At this time of year, pundits traditionally peer into their crystal balls and predict what is in store for the economy over the upcoming 12-month period. In Canada, the consensus is that 1997 will be strong for the manufacturing and export sector but that the domestic economy is likely to remain weak.

According to the Alliance of Manufacturers & Exporters Canada, which recently published its “Year-End Review and 1997 Economic Outlook,” there are really two economies in Canada.

One is the export economy of goods and services, which encompasses an increasingly large segment of the manufacturing sector. This economy has encountered most of the growth in output, employment and investment over the past six years.

The other is the domestic economy, which is dependent on consumer and government spending, and which has not yet fully recovered from recession.

This economy is barely growing at present and is likely to remain weak throughout the remainder of this decade.

Clearly, ours is a tale of two economies.

In real (inflation-adjusted) terms, exports of goods and services have increased by 90% over the past seven years. Real domestic spending, on the other hand, has risen by only 10% since 1989. For many sectors of Canadian business, including manufacturing, export markets have become the primary source of growth, enabling companies to develop the higher-value goods and services and the economies-of-scale necessary to compete in today’s open marketplace.
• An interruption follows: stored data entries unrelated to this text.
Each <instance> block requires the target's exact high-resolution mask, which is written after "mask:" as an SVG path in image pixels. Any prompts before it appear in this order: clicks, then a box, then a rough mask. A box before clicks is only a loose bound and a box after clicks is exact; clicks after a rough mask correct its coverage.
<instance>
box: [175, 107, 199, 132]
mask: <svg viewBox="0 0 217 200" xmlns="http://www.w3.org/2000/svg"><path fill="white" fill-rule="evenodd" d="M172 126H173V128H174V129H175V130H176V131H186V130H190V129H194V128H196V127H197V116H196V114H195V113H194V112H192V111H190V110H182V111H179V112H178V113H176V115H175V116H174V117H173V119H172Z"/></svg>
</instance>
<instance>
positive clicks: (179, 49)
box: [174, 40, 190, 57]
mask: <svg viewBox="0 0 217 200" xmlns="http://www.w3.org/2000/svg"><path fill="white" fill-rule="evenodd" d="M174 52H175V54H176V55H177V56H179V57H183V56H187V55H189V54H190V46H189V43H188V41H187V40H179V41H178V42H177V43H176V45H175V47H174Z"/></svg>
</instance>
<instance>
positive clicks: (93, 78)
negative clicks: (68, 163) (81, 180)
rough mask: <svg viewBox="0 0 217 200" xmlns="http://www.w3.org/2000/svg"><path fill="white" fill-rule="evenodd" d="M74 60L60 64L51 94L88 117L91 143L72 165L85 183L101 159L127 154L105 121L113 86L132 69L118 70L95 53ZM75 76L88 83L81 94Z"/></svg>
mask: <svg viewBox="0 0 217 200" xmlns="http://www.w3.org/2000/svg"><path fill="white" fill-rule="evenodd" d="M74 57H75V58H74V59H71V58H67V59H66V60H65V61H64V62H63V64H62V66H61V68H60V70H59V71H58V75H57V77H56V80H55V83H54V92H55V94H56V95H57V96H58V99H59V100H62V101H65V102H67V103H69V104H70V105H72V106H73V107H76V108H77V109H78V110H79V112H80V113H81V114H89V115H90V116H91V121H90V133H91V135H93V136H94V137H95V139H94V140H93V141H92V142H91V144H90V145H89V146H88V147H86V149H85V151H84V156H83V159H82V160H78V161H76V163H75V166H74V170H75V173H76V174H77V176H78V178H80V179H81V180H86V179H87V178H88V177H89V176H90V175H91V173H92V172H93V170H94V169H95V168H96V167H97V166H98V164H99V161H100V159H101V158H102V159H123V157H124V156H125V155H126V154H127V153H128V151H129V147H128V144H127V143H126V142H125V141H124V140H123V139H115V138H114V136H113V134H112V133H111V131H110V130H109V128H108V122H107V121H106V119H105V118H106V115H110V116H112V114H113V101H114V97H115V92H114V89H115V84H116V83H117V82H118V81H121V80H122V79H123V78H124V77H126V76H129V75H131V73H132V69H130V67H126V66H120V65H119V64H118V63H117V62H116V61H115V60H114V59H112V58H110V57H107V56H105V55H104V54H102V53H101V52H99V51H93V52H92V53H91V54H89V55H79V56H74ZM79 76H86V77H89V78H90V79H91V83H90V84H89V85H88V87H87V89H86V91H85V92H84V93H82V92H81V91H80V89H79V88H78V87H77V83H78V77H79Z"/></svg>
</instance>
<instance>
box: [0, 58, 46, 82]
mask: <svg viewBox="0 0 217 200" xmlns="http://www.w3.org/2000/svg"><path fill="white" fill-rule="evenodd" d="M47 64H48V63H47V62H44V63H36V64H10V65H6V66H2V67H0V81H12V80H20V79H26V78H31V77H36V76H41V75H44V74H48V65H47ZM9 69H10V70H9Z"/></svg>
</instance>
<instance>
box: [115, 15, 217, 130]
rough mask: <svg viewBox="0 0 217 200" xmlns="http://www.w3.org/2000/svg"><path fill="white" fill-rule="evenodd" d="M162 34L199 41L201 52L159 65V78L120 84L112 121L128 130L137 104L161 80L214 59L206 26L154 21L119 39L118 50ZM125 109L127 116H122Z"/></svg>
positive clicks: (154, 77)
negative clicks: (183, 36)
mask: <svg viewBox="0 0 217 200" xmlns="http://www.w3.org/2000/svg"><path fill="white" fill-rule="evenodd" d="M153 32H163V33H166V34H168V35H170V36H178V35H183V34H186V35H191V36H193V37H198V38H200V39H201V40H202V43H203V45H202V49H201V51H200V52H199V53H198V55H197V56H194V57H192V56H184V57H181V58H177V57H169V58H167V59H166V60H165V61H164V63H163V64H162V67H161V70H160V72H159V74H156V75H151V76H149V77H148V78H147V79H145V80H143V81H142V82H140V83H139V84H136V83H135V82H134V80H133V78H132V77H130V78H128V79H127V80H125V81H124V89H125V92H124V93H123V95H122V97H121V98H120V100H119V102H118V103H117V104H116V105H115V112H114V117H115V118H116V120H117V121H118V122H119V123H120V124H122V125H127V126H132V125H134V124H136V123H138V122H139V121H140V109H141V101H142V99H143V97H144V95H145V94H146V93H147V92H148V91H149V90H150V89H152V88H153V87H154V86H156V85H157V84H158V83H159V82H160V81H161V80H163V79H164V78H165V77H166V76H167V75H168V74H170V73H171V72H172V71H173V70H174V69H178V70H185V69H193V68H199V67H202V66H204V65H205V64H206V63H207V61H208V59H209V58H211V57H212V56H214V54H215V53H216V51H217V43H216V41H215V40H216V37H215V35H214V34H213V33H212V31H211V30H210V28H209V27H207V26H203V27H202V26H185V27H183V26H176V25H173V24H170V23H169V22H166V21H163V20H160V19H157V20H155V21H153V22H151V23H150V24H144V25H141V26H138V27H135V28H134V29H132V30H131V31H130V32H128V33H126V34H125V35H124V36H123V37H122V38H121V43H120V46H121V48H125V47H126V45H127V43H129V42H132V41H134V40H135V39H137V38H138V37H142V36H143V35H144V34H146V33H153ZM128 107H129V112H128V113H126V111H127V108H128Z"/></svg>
What this means to the young and unemployed is simple — don’t bother looking for a job in the public sector, or in service industries that are domestically focused. Instead, seek employment in resource industries or with manufacturing companies that are looking to expand into new markets outside of this country.

Meanwhile, restructuring will continue in the domestic economy. Consumers are restructuring their spending habits in the face of continued job insecurity and stagnant real income growth. Governments are restructuring their expenditures as they struggle to reduce fiscal deficits or maintain balanced budgets, and corporations are continuing to restructure their operations in order to maintain profitability and survive and grow.

The Alliance of Manufacturers & Exporters predicts that high debt levels, slow income growth and relatively low profit margins translate into a weak outlook for domestic spending, employment and capital investment in 1997 and throughout the remainder of the decade.

Yet, while the short-term outlook is none too promising, the Alliance says Canada’s long-term economic outlook is encouraging. A combination of low inflation, reduced public-sector borrowing requirements, a

balance-of-payments surplus, competitive dollar exchange rates and low interest rates is setting the stage for domestic economic recovery. Even so, it will likely be some time before consumer, government and corporate spending shows significant signs of improvement.

Exporters and manufacturers, on the other hand, are looking forward to a bullish 1997 and beyond. Looking beyond our borders appears to be paying off for these groups. In 1980, for example, exports accounted for 25% of Canada’s manufacturing output. In 1996, 60% of Canada’s total manufactured production was exported to other countries — slightly more than 50% to the United States.